- Coordinates: 47°21′36.5″N 68°19′43.3″W﻿ / ﻿47.360139°N 68.328694°W
- Crosses: Saint John River
- Locale: Madawaska, Maine (United States) to Edmundston, New Brunswick (Canada).
- Official name: Madawaska-Edmundston International Bridge.
- Other name: Edmundston–Madawaska Bridge.
- Owner: Jointly owned by the Maine Department of Transportation (MaineDOT) and the New Brunswick Department of Transportation and Infrastructure (NBDTI).
- ID number: Q5338988

Characteristics
- Total length: 1,828 feet (557 m) — built diagonally at a 45-degree angle, making it nearly double the length of the old structure.
- Width: Features two 12-foot travel lanes, two 6-foot shoulders, and a dedicated 6-foot raised sidewalk.
- Load limit: 5 tons

History
- Construction start: Spring 2021
- Construction end: June 2024
- Construction cost: $86.5 million to $88 million USD for the bridge structure contract alone (Total crossing project budget estimated at $97.5 million USD).
- Opened: June 6, 2024.
- Inaugurated: Early June 2024
- Replaces: The original 1921 steel through-truss bridge

Statistics
- Daily traffic: | traffic = 3,000 vehicles per day
- Toll: No toll

Location
- Interactive map of Edmundston–Madawaska Bridge

= Edmundston–Madawaska Bridge =

Bridge between the US and Canada

The Edmundston–Madawaska Bridge is an international bridge which connects the cities of Edmundston, New Brunswick, in Canada and Madawaska, Maine, in the United States, across the Saint John River. The bridge consists of four steel through truss spans, each 70.71 m in length, for a total length of 287.12 m, which carries a two lane open steel grid deck roadway.

The bridge was constructed in 1920, replacing a cable ferry, and opened in 1921. Its original asphalt and timber deck was replaced with the current steel grid deck in 1961.

Transport Canada estimated the bridge's traffic at 759,803 vehicles annually in 2006.

Effective October 27, 2017, the Edmundston–Madawaska Bridge weight restriction was reduced to 5 tons. Vehicles over 5 tons will be rerouted to the Fort Kent–Clair Border Crossing located 33 km west or the Saint Leonard–Van Buren Bridge located 41 km southeast of Edmundston.

Construction on a new bridge, intended to serve as a replacement, began in May 2021. The new bridge is expected to be opened by the end of 2023, after which the current bridge is slated for demolition. In November 2023, a spokesperson for the U.S. General Services Administration said that the new bridge wouldn't open until the Spring of 2024 because of delays in the construction of the U.S. Customs House building.
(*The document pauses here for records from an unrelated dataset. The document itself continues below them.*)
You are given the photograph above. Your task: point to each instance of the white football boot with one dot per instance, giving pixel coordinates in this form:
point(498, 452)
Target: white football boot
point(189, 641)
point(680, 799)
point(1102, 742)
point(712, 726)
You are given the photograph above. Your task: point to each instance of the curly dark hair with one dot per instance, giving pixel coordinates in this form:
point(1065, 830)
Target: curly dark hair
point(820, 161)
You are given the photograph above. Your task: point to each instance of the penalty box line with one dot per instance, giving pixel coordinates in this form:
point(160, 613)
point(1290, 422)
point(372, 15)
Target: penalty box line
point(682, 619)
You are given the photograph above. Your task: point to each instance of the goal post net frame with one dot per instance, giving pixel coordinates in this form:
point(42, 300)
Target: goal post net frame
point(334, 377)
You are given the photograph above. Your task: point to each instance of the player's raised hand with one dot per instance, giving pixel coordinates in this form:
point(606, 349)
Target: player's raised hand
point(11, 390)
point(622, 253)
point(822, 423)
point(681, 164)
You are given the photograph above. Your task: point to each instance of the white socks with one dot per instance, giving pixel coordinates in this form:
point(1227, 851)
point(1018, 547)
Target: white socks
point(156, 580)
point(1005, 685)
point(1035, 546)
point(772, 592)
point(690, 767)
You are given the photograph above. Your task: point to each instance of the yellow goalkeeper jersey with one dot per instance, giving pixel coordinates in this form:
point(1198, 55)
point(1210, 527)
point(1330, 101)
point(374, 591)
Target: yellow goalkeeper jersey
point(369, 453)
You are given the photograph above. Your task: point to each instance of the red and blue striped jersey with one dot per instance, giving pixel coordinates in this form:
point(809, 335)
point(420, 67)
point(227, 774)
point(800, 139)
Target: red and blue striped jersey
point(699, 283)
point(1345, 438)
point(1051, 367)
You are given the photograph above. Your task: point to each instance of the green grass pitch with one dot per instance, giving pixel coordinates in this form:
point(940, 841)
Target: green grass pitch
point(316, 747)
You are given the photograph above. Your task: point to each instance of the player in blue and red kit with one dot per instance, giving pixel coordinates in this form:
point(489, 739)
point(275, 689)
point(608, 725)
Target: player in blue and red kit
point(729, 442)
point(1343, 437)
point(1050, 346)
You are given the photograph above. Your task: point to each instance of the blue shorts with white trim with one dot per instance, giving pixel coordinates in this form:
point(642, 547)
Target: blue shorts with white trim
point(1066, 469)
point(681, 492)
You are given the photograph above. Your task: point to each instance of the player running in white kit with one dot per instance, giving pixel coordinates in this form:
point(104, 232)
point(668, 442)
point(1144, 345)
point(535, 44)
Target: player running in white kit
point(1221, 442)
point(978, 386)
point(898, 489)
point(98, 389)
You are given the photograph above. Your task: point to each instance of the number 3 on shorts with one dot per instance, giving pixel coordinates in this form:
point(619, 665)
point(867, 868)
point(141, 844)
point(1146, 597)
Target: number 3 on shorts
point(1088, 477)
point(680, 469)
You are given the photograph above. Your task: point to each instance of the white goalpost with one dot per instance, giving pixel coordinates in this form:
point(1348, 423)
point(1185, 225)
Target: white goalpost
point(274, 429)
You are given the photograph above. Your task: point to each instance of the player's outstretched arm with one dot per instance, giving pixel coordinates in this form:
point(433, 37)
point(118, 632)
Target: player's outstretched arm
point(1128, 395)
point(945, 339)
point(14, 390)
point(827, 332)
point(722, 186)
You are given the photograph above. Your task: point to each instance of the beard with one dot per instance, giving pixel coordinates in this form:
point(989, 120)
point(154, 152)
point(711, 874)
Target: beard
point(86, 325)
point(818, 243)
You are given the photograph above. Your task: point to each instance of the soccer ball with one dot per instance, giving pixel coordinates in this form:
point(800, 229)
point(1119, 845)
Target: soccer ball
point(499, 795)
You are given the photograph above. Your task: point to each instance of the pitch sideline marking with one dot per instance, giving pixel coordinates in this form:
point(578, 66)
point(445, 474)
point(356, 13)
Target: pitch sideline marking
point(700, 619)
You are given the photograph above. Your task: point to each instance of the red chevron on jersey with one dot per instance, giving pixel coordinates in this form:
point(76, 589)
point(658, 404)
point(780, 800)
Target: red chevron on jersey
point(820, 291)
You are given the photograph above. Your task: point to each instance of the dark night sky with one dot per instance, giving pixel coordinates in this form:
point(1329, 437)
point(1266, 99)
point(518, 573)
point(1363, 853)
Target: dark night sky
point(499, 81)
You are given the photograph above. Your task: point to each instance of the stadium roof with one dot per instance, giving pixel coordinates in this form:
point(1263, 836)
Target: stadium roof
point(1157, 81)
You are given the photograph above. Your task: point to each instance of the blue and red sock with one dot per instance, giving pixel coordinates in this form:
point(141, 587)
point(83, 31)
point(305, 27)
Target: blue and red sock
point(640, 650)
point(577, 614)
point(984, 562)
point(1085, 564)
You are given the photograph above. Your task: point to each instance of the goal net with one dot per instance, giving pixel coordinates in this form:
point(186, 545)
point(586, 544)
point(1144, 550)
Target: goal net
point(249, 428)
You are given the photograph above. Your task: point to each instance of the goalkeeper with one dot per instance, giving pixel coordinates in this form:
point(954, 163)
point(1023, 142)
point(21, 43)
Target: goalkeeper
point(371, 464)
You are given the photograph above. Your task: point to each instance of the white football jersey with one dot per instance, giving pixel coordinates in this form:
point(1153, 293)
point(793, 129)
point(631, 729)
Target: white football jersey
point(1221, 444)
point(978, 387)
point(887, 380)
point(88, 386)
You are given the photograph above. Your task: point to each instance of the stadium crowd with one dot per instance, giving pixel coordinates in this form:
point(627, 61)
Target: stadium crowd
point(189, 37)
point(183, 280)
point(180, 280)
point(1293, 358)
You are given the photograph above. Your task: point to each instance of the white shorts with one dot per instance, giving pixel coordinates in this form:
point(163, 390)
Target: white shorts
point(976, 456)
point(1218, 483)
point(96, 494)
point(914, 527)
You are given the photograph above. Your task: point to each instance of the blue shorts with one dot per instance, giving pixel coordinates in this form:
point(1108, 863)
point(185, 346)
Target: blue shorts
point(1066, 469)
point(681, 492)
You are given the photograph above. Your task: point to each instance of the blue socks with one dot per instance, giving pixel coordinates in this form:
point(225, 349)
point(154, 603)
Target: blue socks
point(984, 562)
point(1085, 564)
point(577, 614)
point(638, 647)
The Maine Department of Transportation said that the entire bridge project, including the demolition of the old bridge, would be completed by 30 June 2025.

The new bridge which cost $135 million opened in June 2024. Funding for the construction of the bridge was divided between the U.S. federal government's Infrastructure for Rebuilding America Grant Program (INFRA) and the governments of New Brunswick and Maine.

==Border crossing==

The Madawaska - Edmundston Border Crossing is located at the Edmundston–Madawaska Bridge that connects the town of Madawaska, Maine with Edmundston, New Brunswick on the Canada–US border.

The first US border station at Madawaska was a small white cabin at the end of the bridge. Around 1930, a two-story wooden border station was constructed. This was replaced by the current one-story brick border station in 1960. For many years, Canada had a small wooden border station with a red roof. This structure was replaced in 1992 with the current brick facility.

As part of the new bridge construction project, a new land port of entry will be built on the Madawaska side; construction is projected to begin in summer 2021.